The report makes it clear that by “mainstream” it means a view that will appeal to those who hold to evolution and/or to other religions, including Islam. But here is how Ham spins this:
[T]he HSP analysis presented two Ark Encounter scenarios and the possible results of each: Scenario A, in which the Ark Encounter will present biblical events from the Old Testament that would exclude the creation account of origins; and Scenario B, in which the project would be similar in content to Answers in Genesis’s Creation Museum and its teachings from the first chapters of the book of Genesis. The Ark Encounter satisfies Scenario A, for it will be an attraction that starts with Noah’s Flood and then continues through the rest of the Old Testament.
While this could be construed as merely a clever “what you meant by that is not what I meant by that” move, it is beyond that. In order to meet the analyst’s Scenario A, you must not only merely exclude the creation account of origins, but you must not give a creationist view of any of the biblical events. You could not critique mainstream evolution, you could not say dinosaurs were on the Ark, you could make no claims that were in any way influenced by a young earth scenario, you could probably not even get away with saying the flood was global, and a whole host of other claims regarding the overlap between creationism in general and Noah’s Ark. Merely leaving off Genesis 1–2 does not truly meet that requirement. I think Ham is being clever.

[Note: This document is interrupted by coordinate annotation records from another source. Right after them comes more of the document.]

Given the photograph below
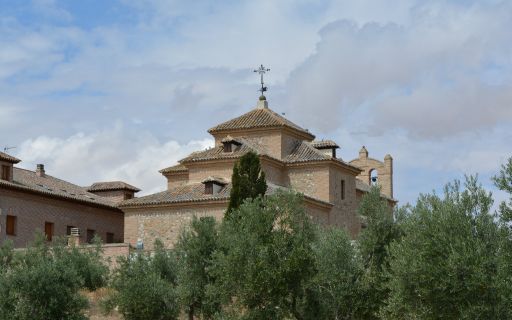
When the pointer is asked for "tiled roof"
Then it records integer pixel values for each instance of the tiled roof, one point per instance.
(258, 118)
(176, 168)
(25, 180)
(303, 152)
(111, 185)
(215, 179)
(194, 192)
(321, 144)
(364, 187)
(5, 157)
(186, 193)
(218, 152)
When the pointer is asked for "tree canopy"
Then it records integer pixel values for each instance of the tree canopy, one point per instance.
(248, 181)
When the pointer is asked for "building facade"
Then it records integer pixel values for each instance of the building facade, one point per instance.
(33, 200)
(199, 185)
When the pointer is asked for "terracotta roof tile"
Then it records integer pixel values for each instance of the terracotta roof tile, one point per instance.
(258, 118)
(187, 193)
(26, 180)
(218, 152)
(364, 187)
(194, 192)
(111, 185)
(321, 144)
(8, 158)
(215, 179)
(304, 152)
(176, 168)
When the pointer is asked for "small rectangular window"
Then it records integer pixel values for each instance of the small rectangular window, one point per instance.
(208, 188)
(48, 230)
(6, 173)
(10, 227)
(228, 147)
(90, 235)
(68, 230)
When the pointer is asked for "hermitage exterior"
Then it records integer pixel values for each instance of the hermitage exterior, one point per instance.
(290, 157)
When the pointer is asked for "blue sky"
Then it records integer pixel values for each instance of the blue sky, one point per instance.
(103, 90)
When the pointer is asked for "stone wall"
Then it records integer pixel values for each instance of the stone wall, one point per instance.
(311, 180)
(344, 213)
(32, 211)
(165, 223)
(384, 171)
(114, 195)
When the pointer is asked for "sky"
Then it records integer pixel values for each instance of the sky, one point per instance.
(116, 90)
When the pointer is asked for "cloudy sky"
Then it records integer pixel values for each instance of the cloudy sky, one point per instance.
(102, 90)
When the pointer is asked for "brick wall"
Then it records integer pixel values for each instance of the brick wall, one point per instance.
(200, 171)
(32, 211)
(344, 213)
(165, 223)
(311, 180)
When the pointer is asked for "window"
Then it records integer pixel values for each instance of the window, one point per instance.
(208, 188)
(228, 147)
(374, 177)
(110, 237)
(6, 173)
(90, 235)
(48, 230)
(68, 230)
(10, 227)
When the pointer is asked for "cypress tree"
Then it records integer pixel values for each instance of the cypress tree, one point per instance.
(248, 181)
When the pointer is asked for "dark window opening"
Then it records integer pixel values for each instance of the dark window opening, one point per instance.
(208, 188)
(48, 230)
(374, 177)
(228, 147)
(10, 227)
(68, 230)
(6, 173)
(90, 235)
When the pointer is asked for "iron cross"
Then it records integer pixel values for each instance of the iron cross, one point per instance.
(262, 70)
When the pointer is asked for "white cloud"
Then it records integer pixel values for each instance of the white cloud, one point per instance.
(429, 76)
(107, 155)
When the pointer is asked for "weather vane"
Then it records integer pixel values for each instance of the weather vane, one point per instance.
(262, 70)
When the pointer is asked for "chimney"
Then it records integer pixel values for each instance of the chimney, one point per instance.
(40, 170)
(363, 153)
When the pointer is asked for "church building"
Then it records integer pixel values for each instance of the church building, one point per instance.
(199, 185)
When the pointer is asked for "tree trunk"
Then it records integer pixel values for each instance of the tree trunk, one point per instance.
(191, 313)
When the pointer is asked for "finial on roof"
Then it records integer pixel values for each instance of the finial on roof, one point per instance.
(363, 153)
(262, 70)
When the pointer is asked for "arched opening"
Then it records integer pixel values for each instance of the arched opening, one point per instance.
(374, 177)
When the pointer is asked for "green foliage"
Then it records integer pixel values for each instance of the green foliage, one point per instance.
(248, 181)
(144, 286)
(88, 264)
(374, 241)
(265, 259)
(338, 266)
(446, 264)
(40, 284)
(194, 252)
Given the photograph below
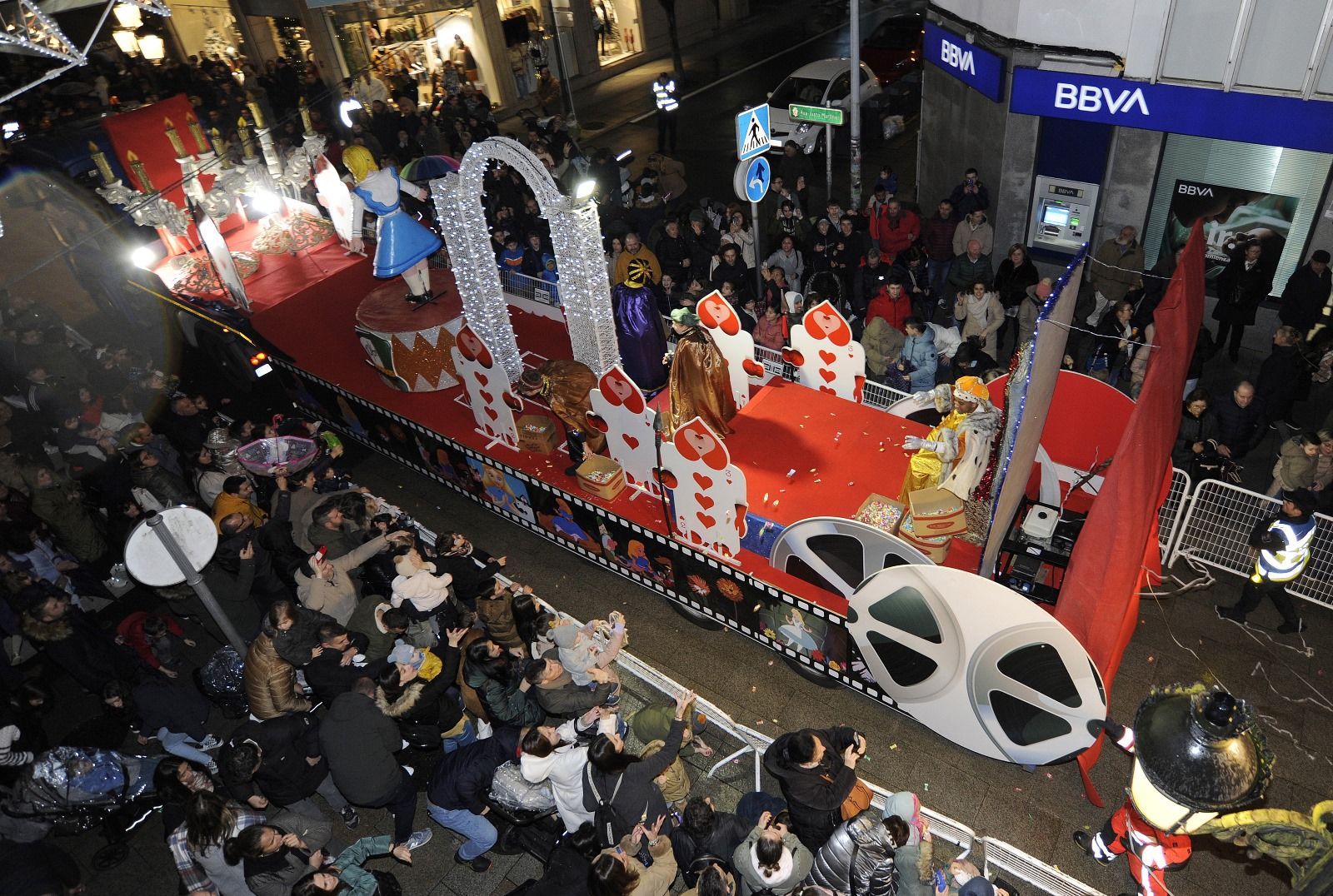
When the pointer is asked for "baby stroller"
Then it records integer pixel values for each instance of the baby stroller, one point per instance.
(72, 789)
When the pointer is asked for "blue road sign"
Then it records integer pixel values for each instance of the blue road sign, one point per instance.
(757, 177)
(752, 133)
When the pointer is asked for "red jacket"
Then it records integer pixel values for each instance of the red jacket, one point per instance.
(131, 630)
(893, 312)
(895, 236)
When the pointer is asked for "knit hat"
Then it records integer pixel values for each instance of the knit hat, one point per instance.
(566, 635)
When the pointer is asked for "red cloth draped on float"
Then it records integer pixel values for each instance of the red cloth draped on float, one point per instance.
(1099, 601)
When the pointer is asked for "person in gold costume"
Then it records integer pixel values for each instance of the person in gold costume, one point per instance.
(700, 384)
(564, 386)
(946, 443)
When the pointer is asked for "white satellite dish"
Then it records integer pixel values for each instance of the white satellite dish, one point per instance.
(148, 560)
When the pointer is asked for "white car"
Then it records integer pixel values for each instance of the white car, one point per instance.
(824, 83)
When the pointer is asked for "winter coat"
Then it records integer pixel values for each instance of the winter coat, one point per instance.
(182, 709)
(60, 505)
(964, 272)
(271, 682)
(1304, 297)
(813, 795)
(883, 344)
(359, 743)
(1295, 468)
(297, 643)
(419, 585)
(637, 799)
(1012, 281)
(895, 312)
(980, 317)
(504, 702)
(564, 769)
(792, 869)
(966, 231)
(1239, 428)
(340, 592)
(1193, 430)
(497, 614)
(75, 643)
(283, 776)
(462, 778)
(873, 872)
(921, 361)
(1240, 292)
(895, 236)
(427, 703)
(937, 236)
(1116, 270)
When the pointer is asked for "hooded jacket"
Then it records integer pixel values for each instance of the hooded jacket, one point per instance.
(462, 779)
(427, 703)
(271, 682)
(419, 585)
(60, 505)
(813, 795)
(792, 869)
(284, 775)
(873, 871)
(359, 743)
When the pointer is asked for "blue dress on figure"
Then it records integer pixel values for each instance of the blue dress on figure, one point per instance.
(402, 241)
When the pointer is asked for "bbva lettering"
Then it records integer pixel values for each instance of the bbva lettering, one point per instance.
(956, 57)
(1088, 97)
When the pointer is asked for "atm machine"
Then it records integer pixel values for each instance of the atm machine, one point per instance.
(1061, 213)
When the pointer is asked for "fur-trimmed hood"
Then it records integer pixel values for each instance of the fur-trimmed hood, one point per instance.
(402, 704)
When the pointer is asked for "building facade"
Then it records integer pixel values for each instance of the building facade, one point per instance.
(1083, 117)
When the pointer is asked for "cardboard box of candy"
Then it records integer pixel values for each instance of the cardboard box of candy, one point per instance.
(937, 512)
(602, 476)
(881, 512)
(932, 545)
(537, 434)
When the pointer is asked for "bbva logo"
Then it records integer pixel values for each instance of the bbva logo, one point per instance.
(956, 57)
(1090, 97)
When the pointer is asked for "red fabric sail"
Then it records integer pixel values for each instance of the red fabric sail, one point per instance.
(1099, 600)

Again, however, this is perfectly legal. Ark Encounter is under no legal obligation to do either scenario. The analysis was not giving legal requirements, but was merely a tool to persuade the state to accept Ark Encounter’s application for tax breaks. But since that proposal was “sold,” if you will, using the much higher attendance and revenue figures projected based upon Scenario A, then it seems like a bit of fast-and-loose dealing to march forward anything else.
None of this is to say that I disagree with six-day creationism or wish ill toward AiG, Ken Ham, or their future projects. I don’t. I just don’t think these things are as transparent or as completely free of state intervention as they have argued. And I don’t think the government should be involved in helping them along in any way—not because of some non-existent application of church-state relations, but because the unequal tax associations and the indications they bring are, in my opinion, not above board in regard to biblical worldview and stewardship, among other things. I don’t think the government should be involved in propping up endeavors that won’t succeed on their own in the free market, and I don’t believe Christians especially should court government favors in that regard.
If a ministry or mission cannot get off the ground based upon free market investments and/or donations, then back off. There’s no doubt Maddow is off the rails; but just because the liberals are idiots does not mean everything “our guys” do is laudable.
And finally, if ministries are to go against this advice, they ought to be as open and transparent as possible about what they are doing.